When school was let out in the afternoons, I tore off my uniform skirt and ran with my dog across the field into the trees behind the house. The more I covered myself in dirt, the higher I disappeared into the trees, the further I swam, the deeper I fled into the thorny undergrowth, the less ugly I became.
As an adolescent, alone, very far from anyone who could hear my screams, I would climb to the highest I could reach in my favorite Bur Oak tree. I would dangle from the limbs, and imagine a blue-green world below hanging feet, only my hands holding me in place. But I hoped I could be brave enough to let myself fall from the tree one day, so the ugliness inside me could spill away for good, but I was always too much the coward.
“I can’t live like this,” I cried, curled in a ball and burying my face in the pillow between my arms. It was just before the 2010 new year. My roommate didn’t know what to do. She’d come in and found me by accident.
“What are you talking about, Jamie? Can’t live like what,” she asked.

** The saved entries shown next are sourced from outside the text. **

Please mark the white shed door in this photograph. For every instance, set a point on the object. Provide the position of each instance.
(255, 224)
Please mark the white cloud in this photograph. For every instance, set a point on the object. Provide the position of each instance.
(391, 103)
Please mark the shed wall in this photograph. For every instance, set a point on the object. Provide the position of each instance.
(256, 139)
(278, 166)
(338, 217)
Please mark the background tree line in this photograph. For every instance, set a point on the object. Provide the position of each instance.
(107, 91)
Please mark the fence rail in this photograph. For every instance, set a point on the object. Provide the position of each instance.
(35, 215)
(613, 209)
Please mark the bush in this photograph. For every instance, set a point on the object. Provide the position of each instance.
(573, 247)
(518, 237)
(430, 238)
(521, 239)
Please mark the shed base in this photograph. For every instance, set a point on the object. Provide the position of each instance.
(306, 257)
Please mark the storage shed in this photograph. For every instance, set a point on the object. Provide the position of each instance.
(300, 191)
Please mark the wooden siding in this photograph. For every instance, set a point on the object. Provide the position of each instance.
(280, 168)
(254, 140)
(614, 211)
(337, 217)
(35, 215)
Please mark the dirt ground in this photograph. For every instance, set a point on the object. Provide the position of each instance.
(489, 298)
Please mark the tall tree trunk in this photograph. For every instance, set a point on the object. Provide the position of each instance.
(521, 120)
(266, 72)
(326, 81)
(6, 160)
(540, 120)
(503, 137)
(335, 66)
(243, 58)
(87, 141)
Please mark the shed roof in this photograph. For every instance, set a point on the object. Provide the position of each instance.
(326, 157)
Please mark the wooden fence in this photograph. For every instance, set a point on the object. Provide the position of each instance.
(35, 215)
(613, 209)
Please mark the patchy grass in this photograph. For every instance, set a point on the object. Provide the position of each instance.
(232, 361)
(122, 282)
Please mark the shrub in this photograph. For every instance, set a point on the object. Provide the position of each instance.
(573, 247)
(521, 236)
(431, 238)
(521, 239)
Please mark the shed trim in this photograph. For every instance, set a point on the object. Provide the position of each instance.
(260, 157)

“Like this. In this body. I can’t do it. I can’t let myself stay like this.
“Jamie, what do you mean, ‘in this body,”’ she said with concern
“I can’t be a woman any longer. I can’t do this. I’ve tried. It’s suffocating me. I can’t keep living in this.”

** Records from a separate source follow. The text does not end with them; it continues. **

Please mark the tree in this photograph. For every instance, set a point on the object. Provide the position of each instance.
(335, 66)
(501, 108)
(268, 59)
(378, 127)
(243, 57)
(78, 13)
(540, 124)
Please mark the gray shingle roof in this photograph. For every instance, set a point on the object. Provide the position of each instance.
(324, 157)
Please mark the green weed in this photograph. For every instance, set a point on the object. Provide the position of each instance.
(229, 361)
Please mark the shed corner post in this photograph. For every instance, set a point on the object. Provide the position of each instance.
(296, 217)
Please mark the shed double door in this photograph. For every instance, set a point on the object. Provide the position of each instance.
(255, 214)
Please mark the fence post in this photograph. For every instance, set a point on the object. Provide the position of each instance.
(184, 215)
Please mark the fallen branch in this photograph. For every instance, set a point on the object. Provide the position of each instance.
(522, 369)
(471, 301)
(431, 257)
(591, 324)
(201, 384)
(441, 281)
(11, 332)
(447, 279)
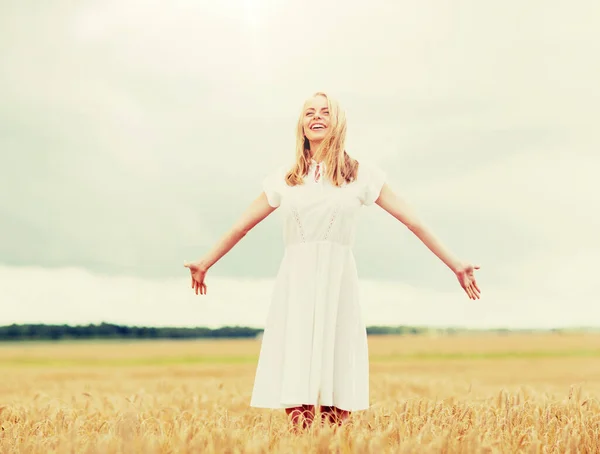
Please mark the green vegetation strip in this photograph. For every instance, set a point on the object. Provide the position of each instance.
(252, 359)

“I love how much fun you have with life, Jamie,” my mom commented as I rigged together a mulberry basket to hang from my neck so I could climb high enough to reach the untouched, spring harvest in the neighbor’s tree. I was living at home again after being away for ten years. My parents thought I moved home to save money; but I knew I was no longer strong enough to want to survive if I were alone.
I smiled cheekily and continued working with my contraption, as the familiar ugliness began creeping up my throat.

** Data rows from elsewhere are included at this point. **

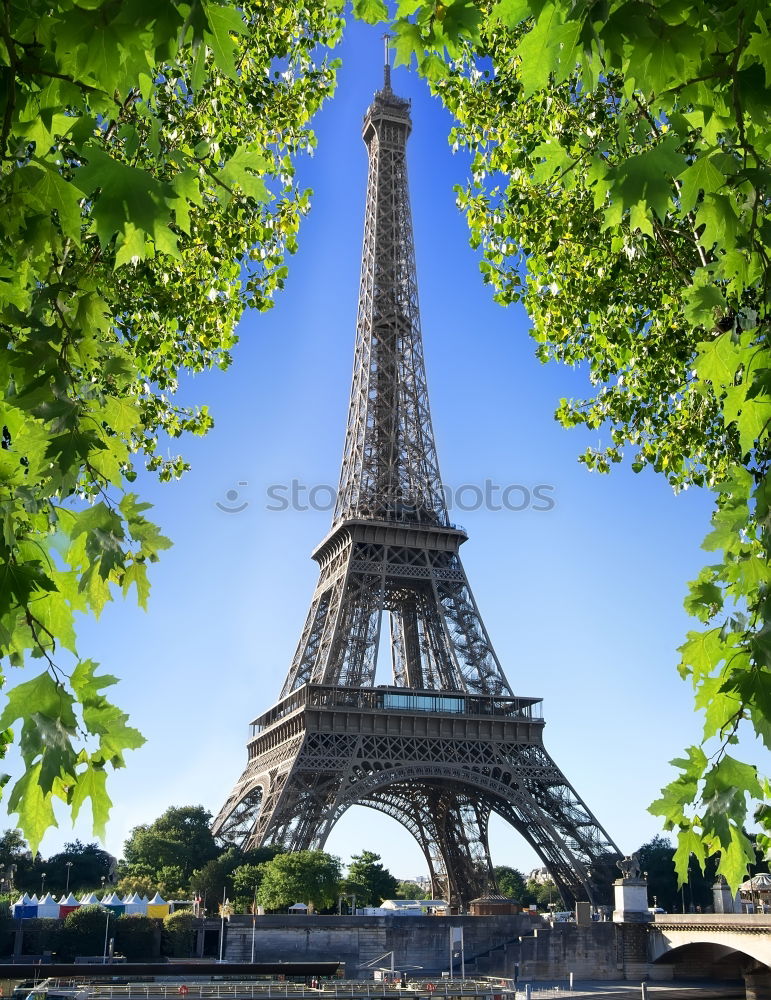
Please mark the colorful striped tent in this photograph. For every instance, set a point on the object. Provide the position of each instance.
(24, 908)
(48, 907)
(133, 904)
(67, 904)
(157, 906)
(114, 904)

“You make so much more of your life than anyone I’ve ever come across. I don’t know where you get it, either.”
I had lain awake most the previous night, as I did most nights, trying to figure out how to end the life she admired so. During the days, I kept myself busy so that I wouldn’t have to follow through with the plans formed the night before.
“You don’t care what people think; you’re just comfortable being you. I envy that about you.”
I care most what you think, which is why you can’t know my secrets, I wanted to say.
“You’re beautiful, sweet girl. Do you know that?” She’s never ceased with her adoration and open encouragement, but it shouldn’t belong to me. What she sees as beautiful is just a blue-green varnish to soften the ugliness.
My classes end early on Thursdays. I come home to an empty house, no distractions. Sometimes the ugliness makes it unsafe to be inside alone, so I take the dogs for a walk to an open field down the road.
I lie down in a patch of clover while the dogs sniff happily around the area.
I close my eyes and let my hands rest beside me, palms against the cool grass. The clover pulls the dirtiness out of me, the stench of my ugliness disappears, and I smell like the earth, instead. I lay amid the patch of clover, my barefoot toes tracing over the soil.
I am the child resting by the pillar near the water at Daybreak; I am the Knave of Hearts Watching; I’m at home in The Fountain of Pirene; I know the nude’s freedom of Stars; I am the Enchanted Prince; I’m as sexless as the swinging child in Dinky Bird; I live in Evening.
I looked over Jordan, and what did I see, Comin’ for to carry me home?
A band of angels coming after me, Comin’ for to carry me home.
Swing low, sweet chariot, Comin’ for to carry me home.